The Yonge Baronetcy, of Culliton (modern: Colyton) in the County of Devon, was a title in the Baronetage of England. It was created on 26 September 1661 for the merchant and Member of Parliament, John Yonge. He was succeeded by his son Walter, the second Baronet. He was also a Member of Parliament. His son, the third Baronet, sat in the House of Commons for more than a quarter of a century. On his death the title passed to his son, the fourth Baronet. He was also a politician and served as Secretary at War. He is also remembered for his diaries. He was succeeded by his son, the fifth Baronet. Like his father he served as Secretary at War and was also Governor of the Cape Colony. The baronetcy became extinct on his death in 1812.

Walter Yonge of Colyton, father of the first Baronet, was a lawyer, merchant and diarist.

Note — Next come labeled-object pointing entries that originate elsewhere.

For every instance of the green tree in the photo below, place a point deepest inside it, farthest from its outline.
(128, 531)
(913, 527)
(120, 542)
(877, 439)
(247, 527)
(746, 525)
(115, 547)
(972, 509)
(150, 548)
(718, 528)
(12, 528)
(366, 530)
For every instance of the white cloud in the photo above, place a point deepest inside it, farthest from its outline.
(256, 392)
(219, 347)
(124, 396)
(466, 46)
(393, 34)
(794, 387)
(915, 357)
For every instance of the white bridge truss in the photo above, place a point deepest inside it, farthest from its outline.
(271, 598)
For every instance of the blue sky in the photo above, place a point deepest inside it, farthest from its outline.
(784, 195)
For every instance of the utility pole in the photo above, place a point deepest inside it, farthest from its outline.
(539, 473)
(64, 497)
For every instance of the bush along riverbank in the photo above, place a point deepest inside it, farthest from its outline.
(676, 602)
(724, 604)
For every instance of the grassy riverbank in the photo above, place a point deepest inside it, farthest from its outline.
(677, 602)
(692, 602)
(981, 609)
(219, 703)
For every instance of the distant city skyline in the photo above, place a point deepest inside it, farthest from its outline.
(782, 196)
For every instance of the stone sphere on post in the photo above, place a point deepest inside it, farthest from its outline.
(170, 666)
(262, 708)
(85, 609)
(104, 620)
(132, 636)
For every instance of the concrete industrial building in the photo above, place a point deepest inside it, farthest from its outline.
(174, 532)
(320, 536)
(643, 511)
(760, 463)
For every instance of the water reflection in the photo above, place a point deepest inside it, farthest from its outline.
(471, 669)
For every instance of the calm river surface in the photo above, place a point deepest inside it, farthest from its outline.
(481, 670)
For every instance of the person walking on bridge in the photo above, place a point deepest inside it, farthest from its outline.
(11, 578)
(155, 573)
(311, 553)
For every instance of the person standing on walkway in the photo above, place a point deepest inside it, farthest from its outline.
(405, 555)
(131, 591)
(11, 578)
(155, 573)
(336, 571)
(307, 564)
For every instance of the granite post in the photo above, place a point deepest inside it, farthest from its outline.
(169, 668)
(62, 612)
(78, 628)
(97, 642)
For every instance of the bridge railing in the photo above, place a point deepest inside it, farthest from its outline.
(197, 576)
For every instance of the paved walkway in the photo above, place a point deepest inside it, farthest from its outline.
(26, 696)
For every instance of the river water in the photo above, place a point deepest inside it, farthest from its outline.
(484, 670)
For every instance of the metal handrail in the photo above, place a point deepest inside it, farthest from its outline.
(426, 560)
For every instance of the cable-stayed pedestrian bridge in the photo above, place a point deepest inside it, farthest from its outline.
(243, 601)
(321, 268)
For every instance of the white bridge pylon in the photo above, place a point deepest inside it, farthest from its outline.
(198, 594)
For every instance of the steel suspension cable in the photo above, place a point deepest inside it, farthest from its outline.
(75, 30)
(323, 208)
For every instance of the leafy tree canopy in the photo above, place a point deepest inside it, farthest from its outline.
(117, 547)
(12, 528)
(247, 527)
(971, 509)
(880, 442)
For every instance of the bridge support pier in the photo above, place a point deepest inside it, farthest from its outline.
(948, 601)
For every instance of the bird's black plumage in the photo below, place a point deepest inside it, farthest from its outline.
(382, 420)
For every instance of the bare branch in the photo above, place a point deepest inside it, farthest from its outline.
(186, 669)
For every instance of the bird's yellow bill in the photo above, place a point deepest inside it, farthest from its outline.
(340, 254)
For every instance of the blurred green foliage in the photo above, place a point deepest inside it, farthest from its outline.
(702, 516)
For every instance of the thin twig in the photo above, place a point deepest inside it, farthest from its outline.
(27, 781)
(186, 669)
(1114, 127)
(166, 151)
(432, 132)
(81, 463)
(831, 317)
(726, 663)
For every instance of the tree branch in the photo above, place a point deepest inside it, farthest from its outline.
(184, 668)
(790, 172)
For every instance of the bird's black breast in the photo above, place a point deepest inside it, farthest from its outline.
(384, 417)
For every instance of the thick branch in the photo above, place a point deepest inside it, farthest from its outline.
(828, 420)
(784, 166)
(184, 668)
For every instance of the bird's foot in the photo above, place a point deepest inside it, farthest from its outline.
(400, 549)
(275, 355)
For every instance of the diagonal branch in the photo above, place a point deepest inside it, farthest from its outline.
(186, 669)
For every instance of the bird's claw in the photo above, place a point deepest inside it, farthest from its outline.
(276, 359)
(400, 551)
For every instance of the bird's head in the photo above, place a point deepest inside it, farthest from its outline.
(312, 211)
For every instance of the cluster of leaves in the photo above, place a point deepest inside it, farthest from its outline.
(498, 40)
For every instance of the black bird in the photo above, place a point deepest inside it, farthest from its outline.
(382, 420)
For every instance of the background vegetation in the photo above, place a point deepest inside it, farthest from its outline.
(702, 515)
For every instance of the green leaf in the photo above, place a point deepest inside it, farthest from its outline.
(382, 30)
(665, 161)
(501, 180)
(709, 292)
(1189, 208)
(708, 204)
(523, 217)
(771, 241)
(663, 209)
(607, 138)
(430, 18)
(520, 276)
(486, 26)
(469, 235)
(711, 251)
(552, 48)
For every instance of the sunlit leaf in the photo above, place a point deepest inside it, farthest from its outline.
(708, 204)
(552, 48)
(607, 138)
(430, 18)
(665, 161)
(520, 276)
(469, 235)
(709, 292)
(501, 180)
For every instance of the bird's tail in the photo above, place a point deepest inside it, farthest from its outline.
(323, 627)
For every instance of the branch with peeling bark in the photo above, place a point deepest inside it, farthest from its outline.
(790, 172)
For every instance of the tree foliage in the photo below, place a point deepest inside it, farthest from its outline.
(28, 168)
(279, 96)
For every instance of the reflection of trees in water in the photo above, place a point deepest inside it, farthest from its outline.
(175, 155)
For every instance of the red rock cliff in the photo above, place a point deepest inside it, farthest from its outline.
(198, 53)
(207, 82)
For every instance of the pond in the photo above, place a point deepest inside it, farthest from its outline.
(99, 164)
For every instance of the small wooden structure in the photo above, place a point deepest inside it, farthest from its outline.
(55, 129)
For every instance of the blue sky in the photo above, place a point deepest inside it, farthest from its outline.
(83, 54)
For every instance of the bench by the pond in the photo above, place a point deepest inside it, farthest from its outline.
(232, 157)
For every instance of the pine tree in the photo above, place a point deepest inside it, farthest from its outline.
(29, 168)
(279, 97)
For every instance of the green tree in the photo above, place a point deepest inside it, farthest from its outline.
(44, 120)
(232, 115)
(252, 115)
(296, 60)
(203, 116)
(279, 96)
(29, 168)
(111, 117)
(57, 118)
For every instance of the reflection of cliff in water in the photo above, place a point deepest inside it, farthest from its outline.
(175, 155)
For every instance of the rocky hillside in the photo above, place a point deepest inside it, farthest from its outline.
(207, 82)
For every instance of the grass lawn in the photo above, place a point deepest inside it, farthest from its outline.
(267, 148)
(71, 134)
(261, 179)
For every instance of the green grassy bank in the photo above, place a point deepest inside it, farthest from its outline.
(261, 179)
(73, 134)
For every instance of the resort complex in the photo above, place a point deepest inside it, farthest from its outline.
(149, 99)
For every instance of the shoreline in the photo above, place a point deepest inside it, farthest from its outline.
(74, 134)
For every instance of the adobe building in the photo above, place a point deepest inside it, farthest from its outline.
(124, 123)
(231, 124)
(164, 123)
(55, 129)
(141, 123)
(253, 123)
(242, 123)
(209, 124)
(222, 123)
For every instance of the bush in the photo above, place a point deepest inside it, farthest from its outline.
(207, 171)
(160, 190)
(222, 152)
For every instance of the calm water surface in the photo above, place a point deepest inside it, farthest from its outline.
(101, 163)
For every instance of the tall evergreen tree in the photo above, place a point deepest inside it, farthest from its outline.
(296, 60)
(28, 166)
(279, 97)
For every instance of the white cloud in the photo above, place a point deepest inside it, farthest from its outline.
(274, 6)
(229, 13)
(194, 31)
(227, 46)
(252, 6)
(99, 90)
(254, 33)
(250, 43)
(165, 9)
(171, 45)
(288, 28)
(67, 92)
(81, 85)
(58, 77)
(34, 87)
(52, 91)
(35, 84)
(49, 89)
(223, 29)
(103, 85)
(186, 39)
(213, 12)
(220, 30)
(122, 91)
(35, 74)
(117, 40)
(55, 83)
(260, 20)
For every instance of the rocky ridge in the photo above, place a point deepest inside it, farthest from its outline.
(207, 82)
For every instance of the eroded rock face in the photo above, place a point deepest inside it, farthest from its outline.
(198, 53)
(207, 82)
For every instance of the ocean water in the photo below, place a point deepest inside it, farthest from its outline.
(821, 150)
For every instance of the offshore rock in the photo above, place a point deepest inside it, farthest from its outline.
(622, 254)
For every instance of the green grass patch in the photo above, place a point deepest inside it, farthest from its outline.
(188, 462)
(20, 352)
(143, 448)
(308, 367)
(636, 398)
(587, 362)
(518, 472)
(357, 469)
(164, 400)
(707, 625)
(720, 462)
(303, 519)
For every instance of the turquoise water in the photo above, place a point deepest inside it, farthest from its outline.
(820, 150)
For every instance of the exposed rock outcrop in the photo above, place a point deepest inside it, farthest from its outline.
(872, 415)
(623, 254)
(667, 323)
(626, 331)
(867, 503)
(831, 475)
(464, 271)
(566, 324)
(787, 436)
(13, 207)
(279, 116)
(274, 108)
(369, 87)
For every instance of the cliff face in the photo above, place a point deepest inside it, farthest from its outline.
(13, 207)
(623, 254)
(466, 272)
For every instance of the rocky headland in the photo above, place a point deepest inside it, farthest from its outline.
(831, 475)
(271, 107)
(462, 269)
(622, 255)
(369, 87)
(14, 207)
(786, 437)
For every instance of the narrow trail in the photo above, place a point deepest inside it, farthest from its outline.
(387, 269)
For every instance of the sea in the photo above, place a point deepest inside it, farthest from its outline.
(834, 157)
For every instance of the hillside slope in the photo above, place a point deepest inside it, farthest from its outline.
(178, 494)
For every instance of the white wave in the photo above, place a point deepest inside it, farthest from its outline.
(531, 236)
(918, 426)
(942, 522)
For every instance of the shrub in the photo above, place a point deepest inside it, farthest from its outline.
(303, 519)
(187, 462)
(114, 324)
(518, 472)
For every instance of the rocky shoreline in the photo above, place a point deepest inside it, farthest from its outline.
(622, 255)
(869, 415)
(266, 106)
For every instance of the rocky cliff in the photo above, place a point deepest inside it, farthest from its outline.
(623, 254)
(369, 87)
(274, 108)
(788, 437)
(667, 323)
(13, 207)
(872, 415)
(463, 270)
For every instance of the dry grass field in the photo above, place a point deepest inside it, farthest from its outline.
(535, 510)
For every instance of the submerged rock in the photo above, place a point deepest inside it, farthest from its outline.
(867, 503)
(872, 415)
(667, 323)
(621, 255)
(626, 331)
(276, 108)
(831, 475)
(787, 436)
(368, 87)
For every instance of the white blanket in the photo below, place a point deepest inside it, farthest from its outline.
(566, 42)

His great-great-grandfather John Yonge was an ecclesiastic and diplomat.

==Yonge baronets, of Culliton (1661)==
- Sir John Yonge, 1st Baronet (1603–1663)
- Sir Walter Yonge, 2nd Baronet (c. 1625–1670)
- Sir Walter Yonge, 3rd Baronet (1653–1731)
- Sir William Yonge, 4th Baronet (c. 1693–1755)
- Sir George Yonge, 5th Baronet (1731–1812), died without issue.